There are many great and interesting coins of the United States and without a doubt, the 1796 quarter eagle, or gold $2.50, would qualify as both. It is great in terms of scarcity and interesting as it was the first quarter eagle of the United States. It comes in two types, with and without stars on the obverse. There are a number of questions surrounding their issue.
The story of the 1796 goes all the way back to 1792 when the $2.50 was authorized as the lowest gold coin denomination. We like to assume the lawmakers of the time knew what they were doing, although in this case there is some uncertainty.
The first sign of that is that the quarter eagle was not exactly at the front of the line when it came to production. In fairness, no gold coins were struck until 1795. There were many problems to be solved. The list included simply getting the new Mint to function, which took much of 1793. There were problems of officials posting financial bonds before they could produce gold or silver. This consumed the rest of 1793. There was the matter of priorities. The silver dollar and half dollar came first that took the Mint to early 1795. By the time the first gold coins were produced, it was the middle of 1795. The denominations chosen were the half eagle and eagle coins ($5 and $10). This pushed the quarter eagle back into 1796. That was just a preview for how the quarter eagle would be treated for a long time.
Merchants depositing gold and silver with the Mint were allowed to pick the coins they wanted. It has been suggested the $2.50 was only a novelty. That may sound extreme, but the mintages tend to support the notion. Consider the fact that no quarter eagle had a mintage of even 7,000 until 1834. Moreover, from 1809 until 1821, not a single one was struck and there were none in 1822 and 1823 as well.
This makes the few early quarter eagles extremely tough dates with the 1796 at the top of the list.
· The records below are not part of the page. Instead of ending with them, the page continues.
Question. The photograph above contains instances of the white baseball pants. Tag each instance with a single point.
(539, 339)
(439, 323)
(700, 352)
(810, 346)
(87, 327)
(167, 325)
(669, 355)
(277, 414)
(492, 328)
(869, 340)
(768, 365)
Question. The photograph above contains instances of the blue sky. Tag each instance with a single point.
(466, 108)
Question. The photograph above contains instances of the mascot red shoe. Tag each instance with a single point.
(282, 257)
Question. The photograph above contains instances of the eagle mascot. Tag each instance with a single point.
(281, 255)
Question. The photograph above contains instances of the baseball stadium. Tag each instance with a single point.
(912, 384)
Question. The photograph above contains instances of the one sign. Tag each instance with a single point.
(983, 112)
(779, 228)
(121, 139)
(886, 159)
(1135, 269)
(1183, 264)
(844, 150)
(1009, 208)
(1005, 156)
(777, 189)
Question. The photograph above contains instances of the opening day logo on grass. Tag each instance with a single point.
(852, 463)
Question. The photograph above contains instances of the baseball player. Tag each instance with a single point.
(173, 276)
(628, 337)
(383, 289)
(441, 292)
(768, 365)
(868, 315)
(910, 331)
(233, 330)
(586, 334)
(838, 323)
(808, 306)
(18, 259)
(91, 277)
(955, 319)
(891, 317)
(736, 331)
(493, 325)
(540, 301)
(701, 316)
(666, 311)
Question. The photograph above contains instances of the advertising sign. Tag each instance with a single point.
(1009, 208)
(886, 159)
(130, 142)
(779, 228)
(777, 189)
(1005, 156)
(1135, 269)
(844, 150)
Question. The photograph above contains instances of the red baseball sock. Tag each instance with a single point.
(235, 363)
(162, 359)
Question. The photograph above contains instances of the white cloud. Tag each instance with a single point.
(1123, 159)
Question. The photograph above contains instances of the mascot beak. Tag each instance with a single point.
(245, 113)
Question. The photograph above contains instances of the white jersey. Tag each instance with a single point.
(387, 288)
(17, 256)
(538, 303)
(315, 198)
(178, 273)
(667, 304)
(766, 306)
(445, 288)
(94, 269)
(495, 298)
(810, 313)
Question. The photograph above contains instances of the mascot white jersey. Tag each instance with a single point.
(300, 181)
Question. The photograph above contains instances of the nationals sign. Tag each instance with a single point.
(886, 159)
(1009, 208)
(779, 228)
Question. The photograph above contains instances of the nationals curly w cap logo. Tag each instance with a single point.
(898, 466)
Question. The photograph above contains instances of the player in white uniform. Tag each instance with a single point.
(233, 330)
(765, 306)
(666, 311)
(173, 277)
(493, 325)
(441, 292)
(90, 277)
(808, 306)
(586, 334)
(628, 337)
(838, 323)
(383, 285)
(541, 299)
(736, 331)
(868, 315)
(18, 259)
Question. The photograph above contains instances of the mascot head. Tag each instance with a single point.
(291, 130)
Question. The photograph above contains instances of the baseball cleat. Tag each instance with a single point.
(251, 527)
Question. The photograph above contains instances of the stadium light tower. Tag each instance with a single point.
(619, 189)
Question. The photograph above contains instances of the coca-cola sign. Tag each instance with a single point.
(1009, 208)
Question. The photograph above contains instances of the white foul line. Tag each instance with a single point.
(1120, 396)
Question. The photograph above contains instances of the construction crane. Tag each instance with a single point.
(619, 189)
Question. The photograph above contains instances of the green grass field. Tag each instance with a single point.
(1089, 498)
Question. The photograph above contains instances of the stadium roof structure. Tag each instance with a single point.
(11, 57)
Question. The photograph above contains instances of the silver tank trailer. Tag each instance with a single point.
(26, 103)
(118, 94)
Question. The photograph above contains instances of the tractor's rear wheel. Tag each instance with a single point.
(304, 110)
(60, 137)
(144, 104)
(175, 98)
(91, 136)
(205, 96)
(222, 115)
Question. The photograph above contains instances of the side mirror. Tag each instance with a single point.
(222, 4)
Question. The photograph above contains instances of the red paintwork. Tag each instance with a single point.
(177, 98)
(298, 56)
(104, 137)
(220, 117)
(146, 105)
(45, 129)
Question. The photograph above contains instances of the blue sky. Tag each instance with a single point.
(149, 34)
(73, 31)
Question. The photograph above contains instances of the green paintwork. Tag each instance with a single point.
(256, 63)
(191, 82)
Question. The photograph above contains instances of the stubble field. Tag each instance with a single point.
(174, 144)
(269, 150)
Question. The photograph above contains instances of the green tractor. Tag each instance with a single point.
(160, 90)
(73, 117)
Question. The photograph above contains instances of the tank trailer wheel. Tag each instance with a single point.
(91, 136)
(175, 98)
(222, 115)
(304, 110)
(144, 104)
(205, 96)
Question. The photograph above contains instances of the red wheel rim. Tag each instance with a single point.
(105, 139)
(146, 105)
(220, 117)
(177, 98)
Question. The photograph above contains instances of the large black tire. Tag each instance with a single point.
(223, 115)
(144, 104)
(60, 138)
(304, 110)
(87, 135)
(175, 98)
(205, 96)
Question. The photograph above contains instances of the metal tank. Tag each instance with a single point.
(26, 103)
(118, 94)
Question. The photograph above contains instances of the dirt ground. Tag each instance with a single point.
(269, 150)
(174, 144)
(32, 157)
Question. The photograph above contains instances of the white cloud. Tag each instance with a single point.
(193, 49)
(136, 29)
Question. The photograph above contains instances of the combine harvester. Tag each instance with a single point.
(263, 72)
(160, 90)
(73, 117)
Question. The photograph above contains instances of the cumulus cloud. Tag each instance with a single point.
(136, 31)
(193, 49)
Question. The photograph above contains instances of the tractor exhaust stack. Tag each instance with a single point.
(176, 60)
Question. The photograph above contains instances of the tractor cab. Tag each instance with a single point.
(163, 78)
The 1796 without stars can be considered a unique type. Its mintage is 963.
The version with stars has an even lower mintage. This total is 432. Had there been any collectors in 1796, they might have been excited by this, but the mintage in 1797 was 427, so low mintage became the norm.
The no stars lists for $55,000 in F-12 while the version with stars is less than half that value at $26,500. In MS-60 the listed values are $245,000 and $185,000, respectively.
Populations at grading services show that 80 examples have been seen at the Professional Coin Grading Service. with five reaching Mint State and a significant number of 27 were graded AU-58 and another 21 AU-55. In comparison, the variety with stars has been seen 19 times with just one making Mint State. At Numismatic Guaranty, it is 53 and 17, respectively.
The numbers raise the question: the type designation appears to make the no stars coin more valuable than the surviving numbers would warrant otherwise.